Department of Environmental Disease Research Center, Korea Research Institute of Bioscience & Biotechnology (KRIBB), 125 Gwahak-ro, Yuseong-gu, Daejeon, 34141, Korea.
J Transl Med. 2021 Jun 7;19(1):250. doi: 10.1186/s12967-021-02909-z.
Inflammatory bowel disease (IBD) is a chronic and idiopathic inflammatory disorder of the gastrointestinal tract and comprises ulcerative colitis (UC) and Crohn's disease (CD). Crohn's disease can affect any part of the gastrointestinal tract, but mainly the terminal ileum and colon. In the present study, we aimed to characterize terminal-ileal CD (ICD) and colonic CD (CCD) at the molecular level, which might enable a more optimized approach for the clinical care and scientific research of CD.

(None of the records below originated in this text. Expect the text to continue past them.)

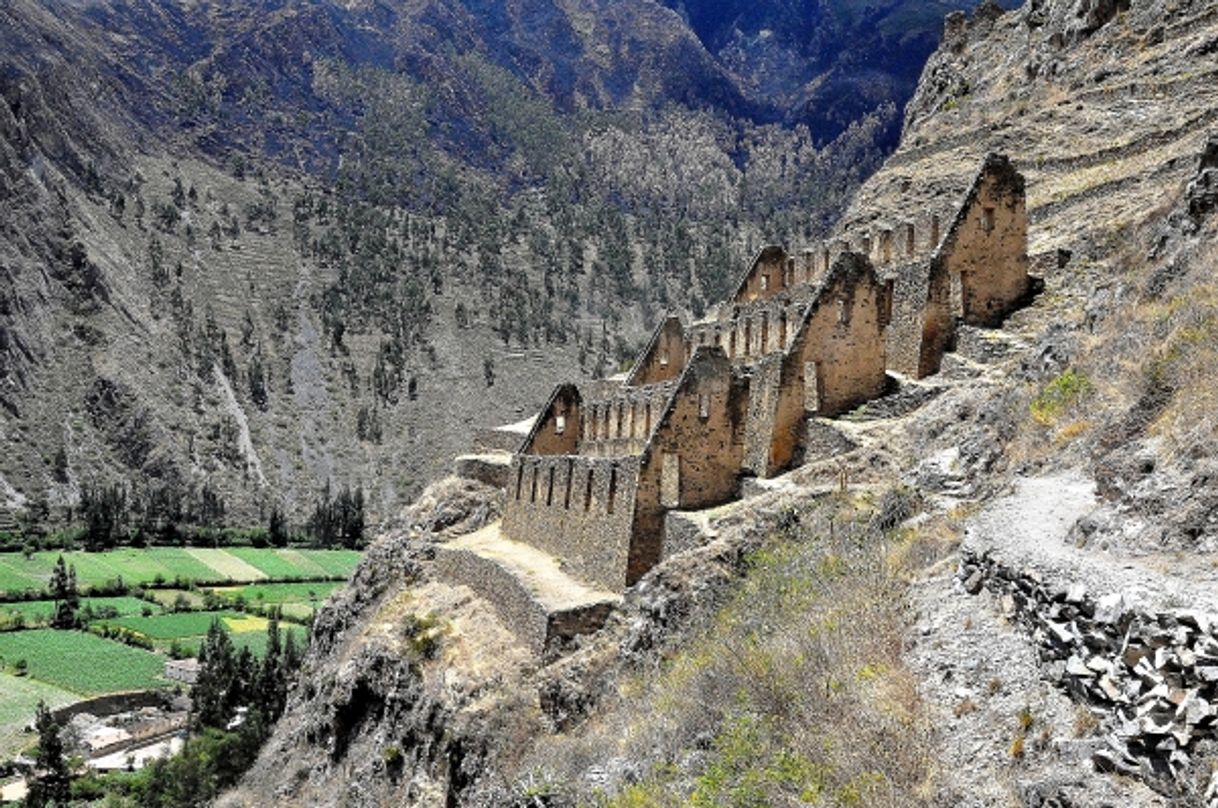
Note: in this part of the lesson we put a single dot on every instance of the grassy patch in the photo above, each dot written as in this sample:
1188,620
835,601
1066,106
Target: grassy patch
38,613
82,663
279,594
1057,396
793,694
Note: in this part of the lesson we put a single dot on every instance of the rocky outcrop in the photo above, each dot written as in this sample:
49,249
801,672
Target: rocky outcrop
1150,676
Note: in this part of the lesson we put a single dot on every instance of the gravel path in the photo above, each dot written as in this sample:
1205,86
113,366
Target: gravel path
978,674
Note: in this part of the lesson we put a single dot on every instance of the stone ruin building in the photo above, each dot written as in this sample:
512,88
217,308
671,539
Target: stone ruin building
592,478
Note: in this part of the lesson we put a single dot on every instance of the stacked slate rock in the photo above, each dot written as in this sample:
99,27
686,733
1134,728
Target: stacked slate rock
1154,675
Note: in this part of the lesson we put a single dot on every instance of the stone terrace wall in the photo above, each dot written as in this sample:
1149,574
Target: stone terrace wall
844,338
894,243
557,430
580,510
752,330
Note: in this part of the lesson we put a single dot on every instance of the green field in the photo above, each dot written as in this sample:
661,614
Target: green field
279,594
171,627
82,663
166,564
39,612
18,701
20,697
256,641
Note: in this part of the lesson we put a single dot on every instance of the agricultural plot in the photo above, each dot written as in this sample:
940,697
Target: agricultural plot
300,563
279,594
20,697
156,566
171,627
80,662
39,612
18,702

We analyzed differentially expressed genes in samples from 23 treatment-naïve paediatric patients with CD and 25 non-IBD controls, and compared the data with previously published RNA-Seq data using multi-statistical tests and confidence intervals. We implemented functional profiling and proposed statistical methods for feature selection using a logistic regression model to identify genes that are highly associated in ICD or CCD. We also validated our final candidate genes in independent paediatric and adult cohorts.

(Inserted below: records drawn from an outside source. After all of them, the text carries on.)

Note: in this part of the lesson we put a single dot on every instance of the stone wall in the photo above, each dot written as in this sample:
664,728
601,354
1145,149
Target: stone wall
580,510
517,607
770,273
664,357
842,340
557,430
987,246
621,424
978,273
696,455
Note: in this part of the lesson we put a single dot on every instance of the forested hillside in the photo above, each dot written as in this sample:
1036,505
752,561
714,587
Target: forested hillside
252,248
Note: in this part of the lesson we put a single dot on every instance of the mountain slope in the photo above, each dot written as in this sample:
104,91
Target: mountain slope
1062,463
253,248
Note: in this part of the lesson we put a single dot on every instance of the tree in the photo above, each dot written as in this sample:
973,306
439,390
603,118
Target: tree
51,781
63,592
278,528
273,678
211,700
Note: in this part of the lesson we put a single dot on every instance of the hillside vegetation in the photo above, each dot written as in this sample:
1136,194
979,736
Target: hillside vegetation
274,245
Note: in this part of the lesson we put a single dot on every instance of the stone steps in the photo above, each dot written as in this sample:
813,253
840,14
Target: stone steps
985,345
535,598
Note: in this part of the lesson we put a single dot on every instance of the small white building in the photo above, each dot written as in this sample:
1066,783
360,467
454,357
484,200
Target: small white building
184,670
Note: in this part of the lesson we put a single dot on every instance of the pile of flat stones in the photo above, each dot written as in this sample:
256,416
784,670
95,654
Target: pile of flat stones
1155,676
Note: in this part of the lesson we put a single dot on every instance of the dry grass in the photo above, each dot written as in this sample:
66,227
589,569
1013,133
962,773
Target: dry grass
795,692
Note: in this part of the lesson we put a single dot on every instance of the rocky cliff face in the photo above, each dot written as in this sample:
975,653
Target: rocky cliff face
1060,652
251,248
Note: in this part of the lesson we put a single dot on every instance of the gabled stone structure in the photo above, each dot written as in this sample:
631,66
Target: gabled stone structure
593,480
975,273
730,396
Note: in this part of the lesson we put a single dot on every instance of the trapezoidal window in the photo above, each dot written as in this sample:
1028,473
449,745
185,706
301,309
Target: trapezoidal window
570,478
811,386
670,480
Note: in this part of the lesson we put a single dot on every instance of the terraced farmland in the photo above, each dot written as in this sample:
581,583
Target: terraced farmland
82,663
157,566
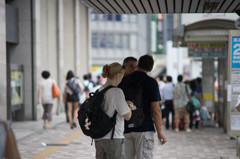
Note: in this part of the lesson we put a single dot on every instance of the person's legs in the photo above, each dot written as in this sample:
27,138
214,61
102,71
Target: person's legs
69,104
191,120
144,144
173,113
186,118
100,154
66,112
44,117
177,118
75,110
167,110
49,114
129,146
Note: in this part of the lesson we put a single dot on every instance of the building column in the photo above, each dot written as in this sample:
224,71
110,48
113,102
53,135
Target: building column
3,63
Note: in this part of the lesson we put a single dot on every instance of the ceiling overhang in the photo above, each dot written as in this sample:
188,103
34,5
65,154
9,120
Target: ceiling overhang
211,30
163,6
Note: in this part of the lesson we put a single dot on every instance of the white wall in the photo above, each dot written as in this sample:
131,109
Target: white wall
3,63
174,61
191,18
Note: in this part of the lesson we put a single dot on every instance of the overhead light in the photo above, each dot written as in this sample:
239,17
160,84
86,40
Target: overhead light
210,5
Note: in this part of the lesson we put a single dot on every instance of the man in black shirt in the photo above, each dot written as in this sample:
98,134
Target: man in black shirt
140,140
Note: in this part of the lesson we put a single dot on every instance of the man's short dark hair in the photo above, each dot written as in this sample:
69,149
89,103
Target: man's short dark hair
169,78
130,58
180,78
45,74
146,62
161,77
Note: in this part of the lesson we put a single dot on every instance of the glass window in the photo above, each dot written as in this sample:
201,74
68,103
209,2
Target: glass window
125,18
109,17
118,17
102,40
93,16
94,40
133,42
125,41
133,18
117,41
110,42
101,17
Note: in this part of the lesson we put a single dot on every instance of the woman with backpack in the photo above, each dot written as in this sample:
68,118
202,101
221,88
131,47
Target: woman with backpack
114,101
71,97
46,97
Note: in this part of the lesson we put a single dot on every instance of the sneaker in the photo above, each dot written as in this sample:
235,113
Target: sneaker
74,125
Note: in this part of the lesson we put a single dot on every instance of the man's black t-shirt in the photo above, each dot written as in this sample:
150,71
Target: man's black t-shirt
150,94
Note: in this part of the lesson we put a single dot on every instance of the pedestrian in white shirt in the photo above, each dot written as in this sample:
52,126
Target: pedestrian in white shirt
167,100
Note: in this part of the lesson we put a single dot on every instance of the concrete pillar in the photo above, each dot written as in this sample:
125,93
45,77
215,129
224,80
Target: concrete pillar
221,79
208,83
3,63
77,25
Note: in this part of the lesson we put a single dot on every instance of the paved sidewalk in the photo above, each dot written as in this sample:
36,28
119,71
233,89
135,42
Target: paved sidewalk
60,142
25,128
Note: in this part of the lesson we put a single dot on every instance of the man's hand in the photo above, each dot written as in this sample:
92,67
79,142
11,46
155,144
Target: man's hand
162,137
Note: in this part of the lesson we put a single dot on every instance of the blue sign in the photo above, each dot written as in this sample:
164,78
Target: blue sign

We identified 550 genes specifically expressed in patients with CD compared with those in healthy controls (p < 0.05). Among these DEGs, 240 from patients with CCD were mainly involved in mitochondrial dysfunction, whereas 310 from patients with ICD were enriched in the ileum functions such as digestion, absorption, and metabolism. To choose the most effective gene set, we selected the most powerful genes (p-value ≤ 0.05, accuracy ≥ 0.8, and AUC ≥ 0.8) using logistic regression. Consequently, 33 genes were identified as useful for discriminating CD location; the accuracy and AUC were 0.86 and 0.83, respectively. We then validated the 33 genes with data from another independent paediatric cohort (accuracy = 0.93, AUC = 0.92) and adult cohort (accuracy = 0.88, AUC = 0.72).

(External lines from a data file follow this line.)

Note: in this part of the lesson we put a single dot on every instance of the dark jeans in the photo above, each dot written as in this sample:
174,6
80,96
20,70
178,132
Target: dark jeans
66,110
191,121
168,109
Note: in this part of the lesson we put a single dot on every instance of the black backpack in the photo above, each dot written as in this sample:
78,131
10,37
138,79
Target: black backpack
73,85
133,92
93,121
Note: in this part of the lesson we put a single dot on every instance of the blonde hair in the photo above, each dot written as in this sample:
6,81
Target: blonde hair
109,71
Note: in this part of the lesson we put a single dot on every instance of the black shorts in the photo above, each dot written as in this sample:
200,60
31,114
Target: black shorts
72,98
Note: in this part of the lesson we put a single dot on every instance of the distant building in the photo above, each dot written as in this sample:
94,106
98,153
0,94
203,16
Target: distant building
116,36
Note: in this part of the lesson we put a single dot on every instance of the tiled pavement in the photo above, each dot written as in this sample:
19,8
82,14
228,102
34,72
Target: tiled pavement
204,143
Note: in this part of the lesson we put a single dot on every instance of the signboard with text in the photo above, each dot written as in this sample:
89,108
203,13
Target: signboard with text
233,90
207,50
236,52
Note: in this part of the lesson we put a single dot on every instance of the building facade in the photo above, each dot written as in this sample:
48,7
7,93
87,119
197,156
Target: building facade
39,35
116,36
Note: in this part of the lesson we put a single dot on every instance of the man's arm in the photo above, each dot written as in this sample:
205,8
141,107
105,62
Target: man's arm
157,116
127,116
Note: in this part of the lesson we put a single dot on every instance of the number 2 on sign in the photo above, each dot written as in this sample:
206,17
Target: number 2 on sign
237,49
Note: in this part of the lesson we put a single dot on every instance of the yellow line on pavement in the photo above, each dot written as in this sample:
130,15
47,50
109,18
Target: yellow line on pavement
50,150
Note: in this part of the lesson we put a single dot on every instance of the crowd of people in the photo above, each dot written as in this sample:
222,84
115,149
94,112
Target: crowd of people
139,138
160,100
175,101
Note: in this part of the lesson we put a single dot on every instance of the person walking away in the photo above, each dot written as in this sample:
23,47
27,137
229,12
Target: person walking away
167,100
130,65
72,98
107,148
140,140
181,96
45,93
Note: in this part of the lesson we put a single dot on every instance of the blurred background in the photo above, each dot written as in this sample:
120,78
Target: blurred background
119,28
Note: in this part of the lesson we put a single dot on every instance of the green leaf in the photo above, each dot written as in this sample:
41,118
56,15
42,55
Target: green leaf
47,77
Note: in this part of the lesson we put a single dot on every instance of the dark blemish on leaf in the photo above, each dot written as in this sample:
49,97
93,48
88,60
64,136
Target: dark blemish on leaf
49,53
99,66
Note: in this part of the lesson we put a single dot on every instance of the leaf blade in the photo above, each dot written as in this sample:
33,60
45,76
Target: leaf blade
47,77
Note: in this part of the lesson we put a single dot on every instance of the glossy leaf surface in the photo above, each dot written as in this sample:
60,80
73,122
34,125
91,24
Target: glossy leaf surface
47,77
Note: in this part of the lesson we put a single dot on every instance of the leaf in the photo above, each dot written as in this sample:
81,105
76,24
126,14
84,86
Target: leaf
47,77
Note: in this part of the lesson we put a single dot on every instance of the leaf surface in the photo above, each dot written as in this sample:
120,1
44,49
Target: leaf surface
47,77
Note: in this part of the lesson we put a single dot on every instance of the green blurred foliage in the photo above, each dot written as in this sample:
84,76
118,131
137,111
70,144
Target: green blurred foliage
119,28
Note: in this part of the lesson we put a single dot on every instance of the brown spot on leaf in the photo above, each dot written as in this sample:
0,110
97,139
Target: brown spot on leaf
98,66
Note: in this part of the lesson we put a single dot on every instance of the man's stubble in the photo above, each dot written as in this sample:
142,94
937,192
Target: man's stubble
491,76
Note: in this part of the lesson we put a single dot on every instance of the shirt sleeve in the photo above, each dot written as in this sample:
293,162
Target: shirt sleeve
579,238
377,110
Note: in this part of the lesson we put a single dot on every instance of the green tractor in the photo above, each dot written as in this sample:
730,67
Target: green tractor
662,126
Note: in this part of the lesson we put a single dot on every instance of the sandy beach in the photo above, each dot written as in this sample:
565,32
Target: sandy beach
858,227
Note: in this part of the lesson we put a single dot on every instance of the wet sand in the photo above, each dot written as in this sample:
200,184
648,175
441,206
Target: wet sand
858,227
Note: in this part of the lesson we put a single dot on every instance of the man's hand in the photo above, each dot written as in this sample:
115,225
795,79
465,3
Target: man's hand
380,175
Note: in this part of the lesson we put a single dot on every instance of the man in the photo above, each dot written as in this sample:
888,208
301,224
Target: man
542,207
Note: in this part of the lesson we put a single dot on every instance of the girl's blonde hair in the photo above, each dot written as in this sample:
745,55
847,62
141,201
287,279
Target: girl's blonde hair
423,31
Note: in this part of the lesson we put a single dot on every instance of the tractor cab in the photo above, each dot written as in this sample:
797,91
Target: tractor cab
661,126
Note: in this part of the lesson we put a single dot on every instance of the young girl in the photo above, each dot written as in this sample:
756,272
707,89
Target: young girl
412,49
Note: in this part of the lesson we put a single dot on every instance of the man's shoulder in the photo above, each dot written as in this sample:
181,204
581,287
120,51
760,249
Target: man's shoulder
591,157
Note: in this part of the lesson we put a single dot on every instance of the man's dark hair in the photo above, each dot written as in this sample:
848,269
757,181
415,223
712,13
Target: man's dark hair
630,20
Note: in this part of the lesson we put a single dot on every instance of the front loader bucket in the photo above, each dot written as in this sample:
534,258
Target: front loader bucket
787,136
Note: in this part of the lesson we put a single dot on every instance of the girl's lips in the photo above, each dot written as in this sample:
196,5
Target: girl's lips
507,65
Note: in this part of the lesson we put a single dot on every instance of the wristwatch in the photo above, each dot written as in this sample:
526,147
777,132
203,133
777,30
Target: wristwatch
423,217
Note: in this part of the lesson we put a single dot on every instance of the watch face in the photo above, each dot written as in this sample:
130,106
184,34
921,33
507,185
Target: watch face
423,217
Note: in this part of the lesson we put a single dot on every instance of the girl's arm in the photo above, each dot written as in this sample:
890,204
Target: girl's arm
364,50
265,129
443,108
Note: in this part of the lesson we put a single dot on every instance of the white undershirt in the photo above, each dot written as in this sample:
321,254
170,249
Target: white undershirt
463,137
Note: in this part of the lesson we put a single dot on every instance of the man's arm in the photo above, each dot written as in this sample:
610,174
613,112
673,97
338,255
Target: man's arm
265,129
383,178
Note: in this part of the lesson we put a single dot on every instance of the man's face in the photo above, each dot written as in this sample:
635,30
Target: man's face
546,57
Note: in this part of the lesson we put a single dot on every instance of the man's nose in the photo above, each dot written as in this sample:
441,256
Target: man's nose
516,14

In summary, we identified DEGs that are specifically expressed in CCD and ICD compared with those in healthy controls and patients with UC. Based on the feature selection analysis, 33 genes were identified as useful for discriminating CCD and ICD with high accuracy and AUC, for not only paediatric patients but also independent cohorts. We propose that our approach and the final gene set are useful for the molecular classification of patients with CD, and it could be beneficial in treatments based on disease location.
炎症性肠病(IBD)是一种慢性、特发性胃肠道炎症性疾病,包括溃疡性结肠炎(UC)和克罗恩病(CD)。克罗恩病可影响胃肠道的任何部位,但主要影响末端回肠和结肠。本研究旨在从分子水平上对末端回肠 CD(ICD)和结肠 CD(CCD)进行特征描述,以便为 CD 的临床护理和科学研究提供更优化的方法。
我们分析了 23 例未经治疗的儿童 CD 患者和 25 例非 IBD 对照者的样本中的差异表达基因,并使用多统计检验和置信区间与之前发表的 RNA-Seq 数据进行比较。我们实施了功能谱分析,并使用逻辑回归模型提出了特征选择的统计方法,以鉴定与 ICD 或 CCD 高度相关的基因。我们还在独立的儿科和成人队列中验证了最终的候选基因。
我们鉴定出 550 个与健康对照者相比在 CD 患者中特异性表达的基因(p < 0.05)。在这些差异表达基因中,240 个来自 CCD 患者的基因主要参与线粒体功能障碍,而 310 个来自 ICD 患者的基因在回肠功能如消化、吸收和代谢中富集。为了选择最有效的基因集,我们使用逻辑回归选择了最有效的基因(p 值≤0.05、准确性≥0.8 和 AUC≥0.8)。因此,鉴定出 33 个基因可用于区分 CD 部位;准确性和 AUC 分别为 0.86 和 0.83。然后,我们用另一项独立的儿科队列的数据验证了这 33 个基因(准确性=0.93,AUC=0.92)和成人队列(准确性=0.88,AUC=0.72)。
总之,我们鉴定出了与健康对照者和 UC 患者相比,在 CCD 和 ICD 中特异性表达的差异表达基因。基于特征选择分析,鉴定出 33 个基因可用于区分 CCD 和 ICD,具有较高的准确性和 AUC,不仅适用于儿科患者,也适用于独立队列。我们提出,我们的方法和最终基因集有助于 CD 患者的分子分类,并且可以根据疾病部位进行治疗。